約物の歴史は世界的に古く、〃等の一部の記号は印刷技術がない紀元前から使用されている。
約物は禁則処理(句読点が行頭にあってはいけないなどの制限)の対象となることが多い。
日本語の約物
日本語の約物には、日本独自のものと、感嘆符や疑問符など他国語から輸入されたものがある。
以下、主な約物を列挙する。
- 句点(。)
- 文の終端を意味する。基本的に題名や表題などには用いない[注釈 1]。横組の場合は、まれに「.」(ピリオド)を用いることもある。
- 読点(、)
- 一文を意味のある区切りごとに分けるために付けられる。また、語句を並列させる場合にも用いる。音読する場合はこれを息継ぎの目安とすることもある。横組の場合は、まれに「,」(コンマ)を用いることもある。

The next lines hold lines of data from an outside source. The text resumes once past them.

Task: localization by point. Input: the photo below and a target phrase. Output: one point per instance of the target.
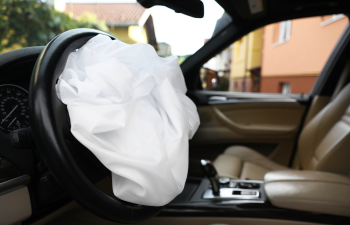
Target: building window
(284, 32)
(285, 88)
(334, 18)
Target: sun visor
(128, 106)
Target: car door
(262, 89)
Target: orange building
(294, 52)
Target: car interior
(257, 158)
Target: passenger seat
(324, 145)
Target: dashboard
(13, 107)
(22, 165)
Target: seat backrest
(324, 143)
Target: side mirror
(209, 78)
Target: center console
(224, 197)
(232, 191)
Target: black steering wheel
(51, 130)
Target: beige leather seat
(324, 145)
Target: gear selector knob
(210, 171)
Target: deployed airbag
(128, 106)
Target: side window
(284, 57)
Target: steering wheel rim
(50, 126)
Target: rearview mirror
(193, 8)
(209, 78)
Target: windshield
(34, 22)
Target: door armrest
(311, 191)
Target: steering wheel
(51, 130)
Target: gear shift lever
(210, 171)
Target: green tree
(32, 22)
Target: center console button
(224, 180)
(232, 184)
(248, 193)
(248, 185)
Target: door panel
(269, 126)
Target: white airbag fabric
(128, 106)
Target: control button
(23, 137)
(248, 193)
(248, 185)
(15, 138)
(232, 184)
(224, 180)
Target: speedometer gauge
(13, 107)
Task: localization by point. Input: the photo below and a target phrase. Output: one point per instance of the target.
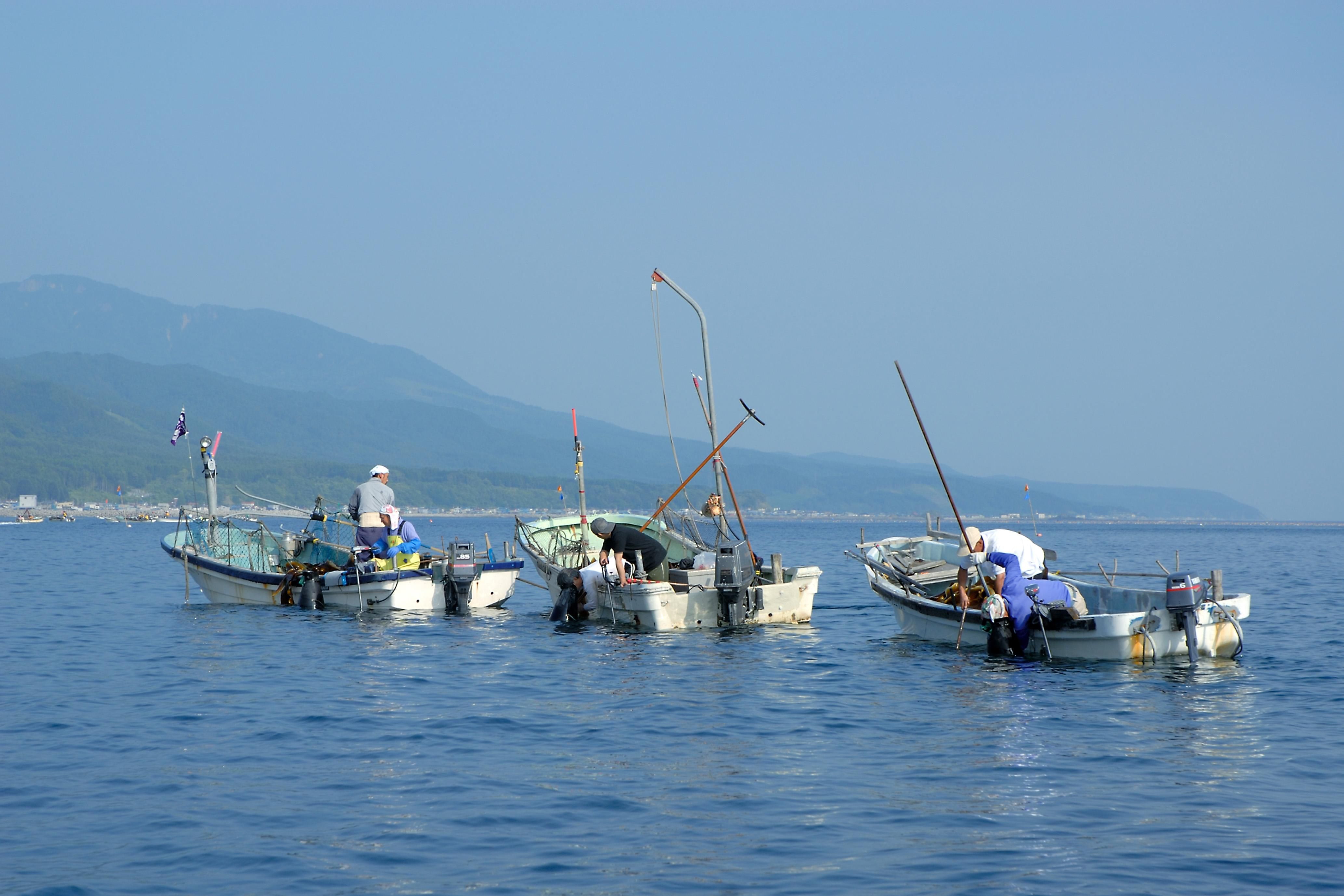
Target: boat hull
(656, 606)
(1099, 637)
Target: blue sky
(1104, 240)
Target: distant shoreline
(804, 516)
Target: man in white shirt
(1031, 558)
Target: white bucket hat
(972, 541)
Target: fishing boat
(714, 579)
(918, 578)
(721, 590)
(238, 561)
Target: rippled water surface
(152, 747)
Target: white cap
(972, 541)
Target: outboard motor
(998, 625)
(568, 605)
(1185, 594)
(733, 574)
(460, 572)
(311, 593)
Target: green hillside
(275, 385)
(62, 446)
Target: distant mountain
(59, 445)
(273, 383)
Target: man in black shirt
(621, 541)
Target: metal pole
(709, 375)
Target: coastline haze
(1116, 228)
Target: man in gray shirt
(367, 504)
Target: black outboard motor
(733, 575)
(311, 593)
(459, 574)
(568, 605)
(1185, 594)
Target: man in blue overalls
(1023, 594)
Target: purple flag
(178, 432)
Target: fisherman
(401, 539)
(366, 507)
(1023, 594)
(1031, 559)
(621, 541)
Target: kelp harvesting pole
(713, 455)
(578, 472)
(947, 491)
(659, 277)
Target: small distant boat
(918, 578)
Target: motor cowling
(1185, 594)
(311, 593)
(733, 574)
(459, 574)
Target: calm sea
(152, 747)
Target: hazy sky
(1104, 240)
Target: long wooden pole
(711, 456)
(947, 491)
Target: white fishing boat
(237, 561)
(710, 582)
(918, 578)
(234, 563)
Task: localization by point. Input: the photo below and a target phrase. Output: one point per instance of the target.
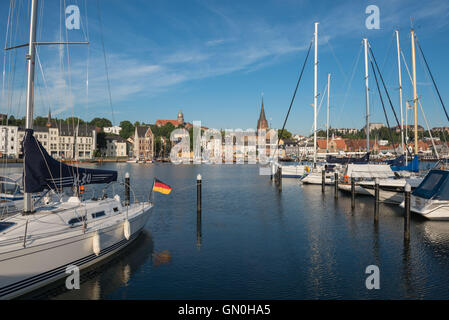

- 丸括弧、小括弧(( ))、二重丸括弧、二重小括弧(⦅ ⦆)
- 語句または文の次に、それらについて特に注記を加えるときに用いる。印刷用語ではパーレンと言う。
- かぎ括弧(「 」)、二重かぎ括弧(『 』)
- 会話や語句の引用、あるいは特に注意を喚起する語句を挿入する場合に用いる。
- 波括弧、中括弧({ })、角括弧、大括弧([ ])、亀甲括弧(〔 〕〘 〙)、山括弧(〈 〉《 》)、隅付き括弧(【 】〖 〗)
- 決まった用途はないが、括弧が入れ子になる場合の使い分け、引用符、強調などに用いる。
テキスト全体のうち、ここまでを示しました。